A democracia não está descrita em um modelo ideal, é algo vivo, um permanente problema a resolver. É a insatisfação que a movimenta. Fala-se de crise da democracia ao mesmo tempo em que se reivindica “mais democracia”, “democracia real”.
Pippa Norris, em Democratic Deficit, demonstra que os efeitos distributivos da democracia aumentam o nível de exigência do cidadão frente ao que conquistou na política e no mercado.
O Brasil tem sido uma fonte abundante de inovações democráticas que trabalham nesse sentido. Alguns exemplos: Fórum Nacional da Reforma Urbana, Movimento Sanitarista, Fórum Social Mundial, Conferências de Políticas Públicas (combinando escalas locais, estaduais e nacional de participação) e, é claro, o carro-chefe das inovações brasileiras, o Orçamento Participativo (OP), hoje com mais de 3.000 exemplos no mundo e reconhecido como ferramenta para promover accountability, transparência, justiça social e descentralização.

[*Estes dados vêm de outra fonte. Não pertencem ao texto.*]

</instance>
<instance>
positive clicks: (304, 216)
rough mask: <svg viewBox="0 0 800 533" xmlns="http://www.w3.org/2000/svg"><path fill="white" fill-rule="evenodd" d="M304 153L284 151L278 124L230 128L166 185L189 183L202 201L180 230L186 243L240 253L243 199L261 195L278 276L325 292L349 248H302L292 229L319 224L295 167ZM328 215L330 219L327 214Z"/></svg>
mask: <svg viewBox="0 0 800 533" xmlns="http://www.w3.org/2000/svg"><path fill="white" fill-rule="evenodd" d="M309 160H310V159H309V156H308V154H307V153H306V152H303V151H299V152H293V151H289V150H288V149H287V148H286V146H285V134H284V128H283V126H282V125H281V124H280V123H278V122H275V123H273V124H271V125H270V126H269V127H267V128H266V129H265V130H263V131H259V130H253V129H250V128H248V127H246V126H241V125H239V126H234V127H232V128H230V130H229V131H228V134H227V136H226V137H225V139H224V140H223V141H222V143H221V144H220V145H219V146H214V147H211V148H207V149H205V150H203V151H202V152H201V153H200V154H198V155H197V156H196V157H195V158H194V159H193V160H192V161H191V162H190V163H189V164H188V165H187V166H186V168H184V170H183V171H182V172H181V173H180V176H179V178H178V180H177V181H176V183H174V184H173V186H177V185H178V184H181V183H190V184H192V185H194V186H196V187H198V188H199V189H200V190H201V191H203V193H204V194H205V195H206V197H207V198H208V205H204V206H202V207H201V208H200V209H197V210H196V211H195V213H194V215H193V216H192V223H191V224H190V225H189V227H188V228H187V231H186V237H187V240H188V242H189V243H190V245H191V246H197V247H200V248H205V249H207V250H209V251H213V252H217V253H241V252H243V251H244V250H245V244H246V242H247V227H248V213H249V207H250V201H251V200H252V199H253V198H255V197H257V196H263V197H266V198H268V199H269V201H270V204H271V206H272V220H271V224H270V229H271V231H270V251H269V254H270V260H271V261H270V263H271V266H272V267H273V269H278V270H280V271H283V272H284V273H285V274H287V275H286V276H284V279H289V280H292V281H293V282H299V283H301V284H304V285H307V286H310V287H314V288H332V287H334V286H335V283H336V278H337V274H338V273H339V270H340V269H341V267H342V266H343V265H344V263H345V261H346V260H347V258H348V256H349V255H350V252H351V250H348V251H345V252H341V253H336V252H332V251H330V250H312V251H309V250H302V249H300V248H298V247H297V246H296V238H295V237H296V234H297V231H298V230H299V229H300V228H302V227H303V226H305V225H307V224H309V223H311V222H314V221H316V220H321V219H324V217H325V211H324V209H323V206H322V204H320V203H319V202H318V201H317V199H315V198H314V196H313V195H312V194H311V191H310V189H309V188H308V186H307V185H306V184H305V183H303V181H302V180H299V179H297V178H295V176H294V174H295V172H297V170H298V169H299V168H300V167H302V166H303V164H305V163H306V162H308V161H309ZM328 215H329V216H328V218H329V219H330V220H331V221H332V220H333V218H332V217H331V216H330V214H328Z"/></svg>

Seja em Moçambique, Estados Unidos, Senegal ou Suécia, acompanhar a implantação do OP em contextos tão diferentes representou a confirmação da incrível adaptabilidade desse mecanismo de diálogo entre governo e sociedade. Cada lugar com sua marca, como foi na experiência de Fortaleza (2005-2012), com seu caráter deliberativo; regras decididas pelos cidadãos; promoção da inclusão de segmentos sociais discriminados e OP Criança.
Tem razão Pierre Rosanvallon quando fala do “mito do cidadão passivo”. Toda essa diversificação do repertório de ações dos cidadãos e grupos organizados nos mostra que a crise da democracia não trouxe imobilidade, trouxe experimentação. Era hora de reconhecer a contribuição “made in Brasil” para a prática democrática no mundo.
Porém, sem enxergá-la presa ao passado, como um modelo acabado, mas, ao contrário, ressaltando sua própria necessidade de renovação, reconhecendo – como indicado por Sintomer e Blondiaux – a permanente exigência de transformações, a sede de mais democracia que a própria democracia acaba por gerar.